Шрифт:
Интервал:
Закладка:
Когда я вернулся, мой экипаж уже бодрствовал. Их пробуждение окончательно заставило пищух умолкнуть. Да и солнце уже палило так, что табун лошадей, который за ночь подобрался к нам очень близко, вдруг сорвался с места и унёсся в спасительную тень ближайшей горы.
Мы погрузились и поехали, не особо выбирая путь, по Долине Замков. Вчерашние виды монументальной Шеркалы и Двурогой были, конечно, грандиозны. Их монструозное великолепие и масштабы забивали собой сознание, занимали его, подавляли и поглощали все другие впечатления. И хорошо, что мы вчера не углубились в Долину Замков. Вряд ли мы бы что-то поняли.

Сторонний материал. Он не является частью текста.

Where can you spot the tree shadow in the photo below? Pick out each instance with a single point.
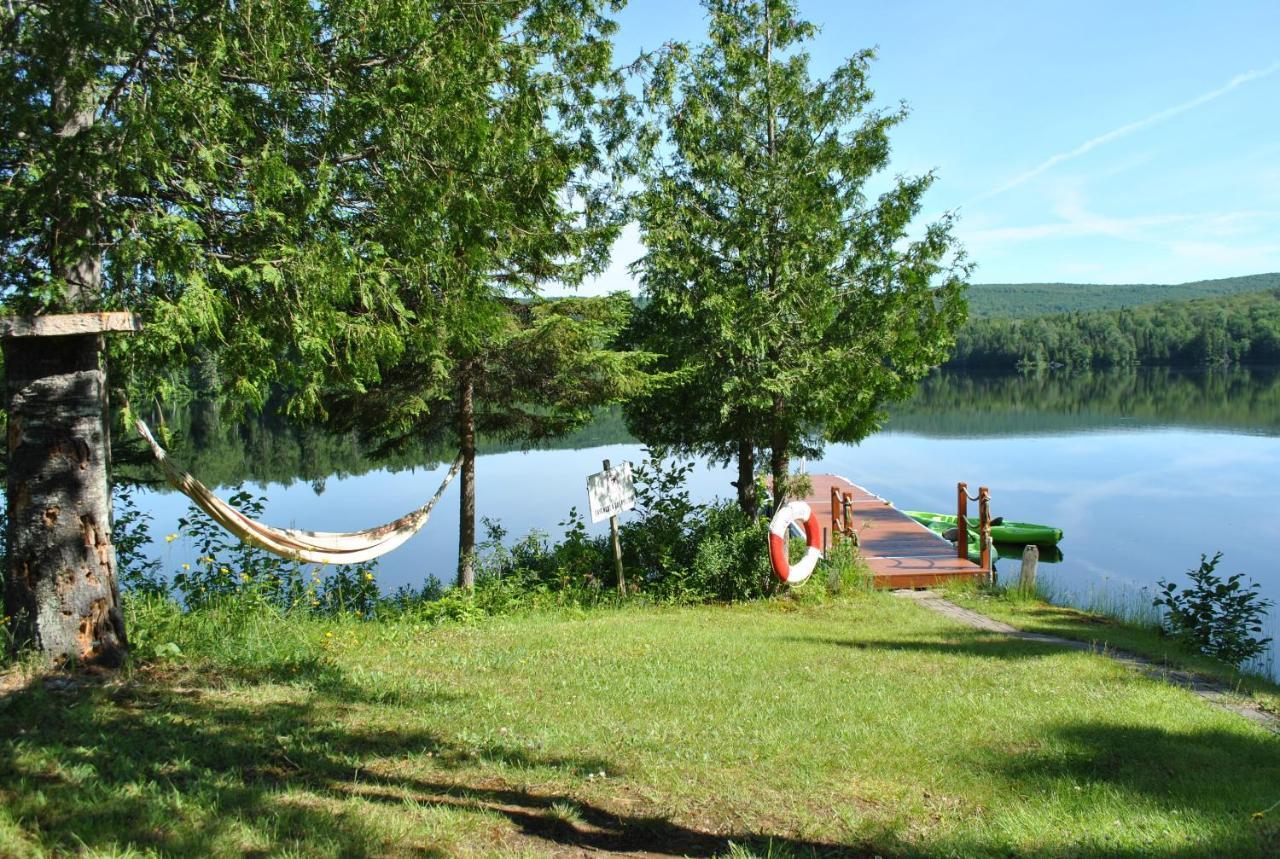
(96, 766)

Айракты-Шомонай подготовила нам совсем другое представление. Горы здесь были расчленены и искусно обточены, будто фигурные сусальные терема. Подножия их украшали резные меловые столбы, над ними филигранным ярусом капителей бронзовели известняковые слои, выше громоздились башенки самых разных форм и размеров. Каждая гора отличалась от другой не только формами, размерами, расположением относительно частей света, но и цветовой палитрой. Выглядело это, будто ребенок окунул в краски пальцы – каждый палец в отдельную краску – и ну малевать ладонью по холсту.
Между горами петляли извивы каньонов и кулуаров, будто щупальца, стекали в долину оплывающие уже под воздействием ветра и времени контрфорсы. Мы едва успевали вертеть головой вправо и влево и чуть было не съехали по осыпи в преградивший нам путь неглубокий и неширокий, но каньон. Он внезапно рассек всю долину и появился вдруг, ни с сего. Увидать его было едва ли возможно за десять метров.

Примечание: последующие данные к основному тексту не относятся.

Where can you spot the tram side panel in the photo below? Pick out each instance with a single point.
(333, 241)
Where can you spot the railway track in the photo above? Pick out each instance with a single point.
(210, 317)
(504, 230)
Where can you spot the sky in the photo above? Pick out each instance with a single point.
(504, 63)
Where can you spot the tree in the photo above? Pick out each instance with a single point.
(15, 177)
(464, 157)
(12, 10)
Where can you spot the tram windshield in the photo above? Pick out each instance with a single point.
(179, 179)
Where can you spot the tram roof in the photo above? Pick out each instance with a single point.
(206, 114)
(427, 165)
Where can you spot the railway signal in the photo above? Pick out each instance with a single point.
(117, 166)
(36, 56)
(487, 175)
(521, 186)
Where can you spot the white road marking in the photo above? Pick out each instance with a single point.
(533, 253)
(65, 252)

Машину решено было оставить и найти путь на другую сторону каньона пешком. Походив вдоль него туда и сюда, мы убедились, что пути нет. На другой его стороне, в паре километров была видна другая машина, но она будто бы приехала из-за гор, напрямую из Шетпе. Стенки каньона блестели свежевымытой землей. Похоже, еще недавно в нем бурлил мощный поток. Вероятно, это встреченный мною утром сухой ручей, набрав по весне силу и ход, рассек здесь долину таким стремительным штрихом. Мы полазали по осыпям этого каньона и двинулись в обратный путь.
Теперь Долина Замков повернулась к нам другой стороной. Новый ракурс на Двурогую, на ту её часть, что являет оголовок, основание мощных её ответвлений, был великолепен. Левее высилась не менее впечатляющая уступчатая гора, которую до того мы видели с иного ракурса обычной «тумбой». Между ними зиял внушительный степной прогал, однако там притаился, как блокпост, маленький, абсолютно черный хребтик с тремя остророгими шпилями. Будто становище с высококупольными шатрами с обвисшими полотнищами.
Вскоре мы уже лазали по этому странному черному хребтику. Из его боков там и сям выпучивались небольшие, как ядра, идеально круглые и гладкие конкреции. Мы плеснули на одну холодной водой из бутылки, и она раскололась, продемонстрировав идеальный срез. Так к тому времени действовало солнце на окрестные камни, такая стояла температура. А до полудня было еще далеко. Машину мы уже не глушили, и кондиционер надсадно завывал. Пребывание в салоне, несмотря на окружавшую нас красоту, воспринималось как избавление от мук.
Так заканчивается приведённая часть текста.